With the increasing understanding on CMC mutation mechanism, strategies based on the defects in STAT1 GOF mutations may serve as a candidate for treating CMC, such as decreasing hyperphosphorylation of STAT1 and restoring Th17 function by blocking inhibitory mechanisms [31]. However, the efficacy of these treatment options has not been well confirmed. Therefore, long-term systemic application of anti-fungal drugs is often preferred in clinical settings. Clinically, within a safe range, these patients were usually given a higher therapeutic dose of the drugs. After the symptoms were controlled, it was gradually reduced and finally the maintenance treatment was performed at the smallest controllable dose. Drug exposure in the form of prophylaxis, repeated, or long-term therapy is associated with the emergence of resistance [30]. At present, there are no system reports about anti-fungal drugs susceptibility of pathogen in CMC patients, who were receiving long-term oral anti-fungal treatment. Therefore, further investigations are still needed. Over-expression of the efflux pump was mainly responsible for the drug resistance. Efflux pump over-expression will reduces the entry of the drug into the pathogens, thereby reducing the effect of the drug. However, in presence of increased extracellular drug concentration, it may still be effective [30]. Although the pathogen in this case is resistant to the multiple azoles, the anti-fungal drug is still selected after informing the patient and his family of the currently feasible treatment options. Fortunately, the symptoms showed remission after administration of itraconazole in this case.

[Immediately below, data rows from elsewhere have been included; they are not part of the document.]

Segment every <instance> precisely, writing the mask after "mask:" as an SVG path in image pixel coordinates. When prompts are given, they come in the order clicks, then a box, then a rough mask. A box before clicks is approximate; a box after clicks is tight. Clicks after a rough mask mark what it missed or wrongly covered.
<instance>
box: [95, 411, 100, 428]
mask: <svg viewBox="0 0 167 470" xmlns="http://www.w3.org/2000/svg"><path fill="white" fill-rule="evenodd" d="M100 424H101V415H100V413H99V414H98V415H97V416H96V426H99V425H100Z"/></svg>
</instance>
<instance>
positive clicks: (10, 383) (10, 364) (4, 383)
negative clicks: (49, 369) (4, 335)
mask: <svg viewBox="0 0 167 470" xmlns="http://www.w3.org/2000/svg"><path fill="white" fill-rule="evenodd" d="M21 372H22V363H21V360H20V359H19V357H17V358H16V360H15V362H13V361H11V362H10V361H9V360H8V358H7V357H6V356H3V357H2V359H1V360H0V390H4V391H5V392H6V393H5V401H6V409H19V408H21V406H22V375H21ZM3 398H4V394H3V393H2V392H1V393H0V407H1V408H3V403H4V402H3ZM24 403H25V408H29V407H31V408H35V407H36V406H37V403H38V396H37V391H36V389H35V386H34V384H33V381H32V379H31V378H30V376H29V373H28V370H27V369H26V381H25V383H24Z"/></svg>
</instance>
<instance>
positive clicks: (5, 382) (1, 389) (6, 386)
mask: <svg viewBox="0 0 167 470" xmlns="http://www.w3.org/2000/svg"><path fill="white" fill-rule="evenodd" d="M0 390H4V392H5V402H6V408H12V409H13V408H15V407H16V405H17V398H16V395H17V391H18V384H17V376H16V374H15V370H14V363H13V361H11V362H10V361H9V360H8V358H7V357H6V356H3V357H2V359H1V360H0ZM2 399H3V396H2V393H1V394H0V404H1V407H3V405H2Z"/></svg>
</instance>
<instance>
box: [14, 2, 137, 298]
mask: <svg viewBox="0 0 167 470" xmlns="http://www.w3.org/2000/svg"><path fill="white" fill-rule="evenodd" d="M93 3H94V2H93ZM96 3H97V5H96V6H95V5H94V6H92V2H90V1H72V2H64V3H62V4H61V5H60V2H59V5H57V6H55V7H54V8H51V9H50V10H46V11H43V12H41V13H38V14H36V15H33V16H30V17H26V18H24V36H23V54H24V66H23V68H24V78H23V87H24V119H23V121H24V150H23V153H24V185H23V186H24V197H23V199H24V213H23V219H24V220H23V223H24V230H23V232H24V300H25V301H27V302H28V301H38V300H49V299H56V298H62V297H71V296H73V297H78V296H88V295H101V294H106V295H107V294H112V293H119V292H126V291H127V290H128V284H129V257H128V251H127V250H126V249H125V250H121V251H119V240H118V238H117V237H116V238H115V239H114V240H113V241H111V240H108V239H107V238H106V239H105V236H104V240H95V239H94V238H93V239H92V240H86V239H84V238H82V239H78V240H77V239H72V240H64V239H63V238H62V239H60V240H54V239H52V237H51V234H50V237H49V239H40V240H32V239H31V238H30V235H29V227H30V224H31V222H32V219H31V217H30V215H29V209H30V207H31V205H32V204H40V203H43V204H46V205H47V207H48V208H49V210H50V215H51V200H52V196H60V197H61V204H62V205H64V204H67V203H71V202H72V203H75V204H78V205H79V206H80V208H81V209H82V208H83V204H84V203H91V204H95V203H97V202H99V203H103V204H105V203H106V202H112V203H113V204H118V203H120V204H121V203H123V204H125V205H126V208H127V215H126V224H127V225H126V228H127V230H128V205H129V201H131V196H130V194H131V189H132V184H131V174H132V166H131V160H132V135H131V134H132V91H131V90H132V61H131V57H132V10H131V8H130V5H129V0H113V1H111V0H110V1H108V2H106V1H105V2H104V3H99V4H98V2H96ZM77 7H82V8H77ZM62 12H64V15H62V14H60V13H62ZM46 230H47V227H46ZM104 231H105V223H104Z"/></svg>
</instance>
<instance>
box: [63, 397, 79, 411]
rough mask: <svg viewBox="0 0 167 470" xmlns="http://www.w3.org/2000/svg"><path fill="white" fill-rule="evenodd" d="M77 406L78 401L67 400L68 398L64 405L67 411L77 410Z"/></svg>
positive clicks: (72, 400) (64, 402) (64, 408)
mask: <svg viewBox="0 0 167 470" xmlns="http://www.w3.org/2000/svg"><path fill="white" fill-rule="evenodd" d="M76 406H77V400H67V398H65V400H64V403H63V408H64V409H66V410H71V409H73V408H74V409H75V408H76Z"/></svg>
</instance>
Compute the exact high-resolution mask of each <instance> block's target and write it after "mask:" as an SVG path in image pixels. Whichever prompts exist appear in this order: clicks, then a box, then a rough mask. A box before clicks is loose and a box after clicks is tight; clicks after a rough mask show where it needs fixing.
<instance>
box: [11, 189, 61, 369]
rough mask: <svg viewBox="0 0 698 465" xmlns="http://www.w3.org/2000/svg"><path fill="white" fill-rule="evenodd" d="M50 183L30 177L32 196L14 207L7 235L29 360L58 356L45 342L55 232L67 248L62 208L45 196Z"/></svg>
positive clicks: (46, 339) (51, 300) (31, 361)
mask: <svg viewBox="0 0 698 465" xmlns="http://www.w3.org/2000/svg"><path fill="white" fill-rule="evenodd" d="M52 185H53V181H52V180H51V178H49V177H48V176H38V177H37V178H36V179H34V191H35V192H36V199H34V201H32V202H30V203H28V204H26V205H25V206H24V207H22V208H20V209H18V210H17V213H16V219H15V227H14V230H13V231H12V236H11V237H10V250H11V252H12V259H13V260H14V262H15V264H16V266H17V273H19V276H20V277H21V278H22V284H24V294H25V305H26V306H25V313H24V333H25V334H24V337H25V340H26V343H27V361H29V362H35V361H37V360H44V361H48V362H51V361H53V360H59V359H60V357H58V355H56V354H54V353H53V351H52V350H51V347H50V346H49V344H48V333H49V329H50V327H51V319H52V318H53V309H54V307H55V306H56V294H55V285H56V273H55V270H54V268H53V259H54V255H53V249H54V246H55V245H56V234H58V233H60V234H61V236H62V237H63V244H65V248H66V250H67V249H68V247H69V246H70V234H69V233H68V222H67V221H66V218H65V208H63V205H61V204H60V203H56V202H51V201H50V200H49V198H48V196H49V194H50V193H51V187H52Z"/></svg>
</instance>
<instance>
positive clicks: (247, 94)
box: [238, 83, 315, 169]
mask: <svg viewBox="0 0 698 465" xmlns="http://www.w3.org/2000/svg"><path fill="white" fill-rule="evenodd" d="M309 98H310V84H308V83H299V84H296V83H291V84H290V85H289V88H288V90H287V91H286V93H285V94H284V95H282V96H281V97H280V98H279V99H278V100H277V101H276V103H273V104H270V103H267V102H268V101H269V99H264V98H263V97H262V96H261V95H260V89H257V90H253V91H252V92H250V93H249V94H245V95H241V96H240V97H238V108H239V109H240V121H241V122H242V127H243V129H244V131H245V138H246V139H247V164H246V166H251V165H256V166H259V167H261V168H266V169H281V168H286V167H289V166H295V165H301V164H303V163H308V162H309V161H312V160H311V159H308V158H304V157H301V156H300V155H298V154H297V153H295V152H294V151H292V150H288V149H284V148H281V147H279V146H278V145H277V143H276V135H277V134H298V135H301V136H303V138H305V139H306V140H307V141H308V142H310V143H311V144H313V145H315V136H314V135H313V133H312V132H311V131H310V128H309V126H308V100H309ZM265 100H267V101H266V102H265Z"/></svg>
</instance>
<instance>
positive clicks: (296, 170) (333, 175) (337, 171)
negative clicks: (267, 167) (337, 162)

There are some limitations in this study. Firstly, there was only one case. Although the number of studies on gene mutation induced CMC showed increase, there are still rare cases in clinical settings. Secondly, we only investigated the over-expression of target genes encoding the enzyme and the mutation of target genes. We did not investigate the roles of other drug-resistant mechanisms.

In conclusion, we reported a case of CMC with multiple azole-resistant C. albicans, and investigated the possible mechanism of the drug resistance. The expression of CDR1 and CDR2 gene was up-regulated. For special patients, such as CMC or other immunodeficiency patients, drug resistance monitoring is very necessary.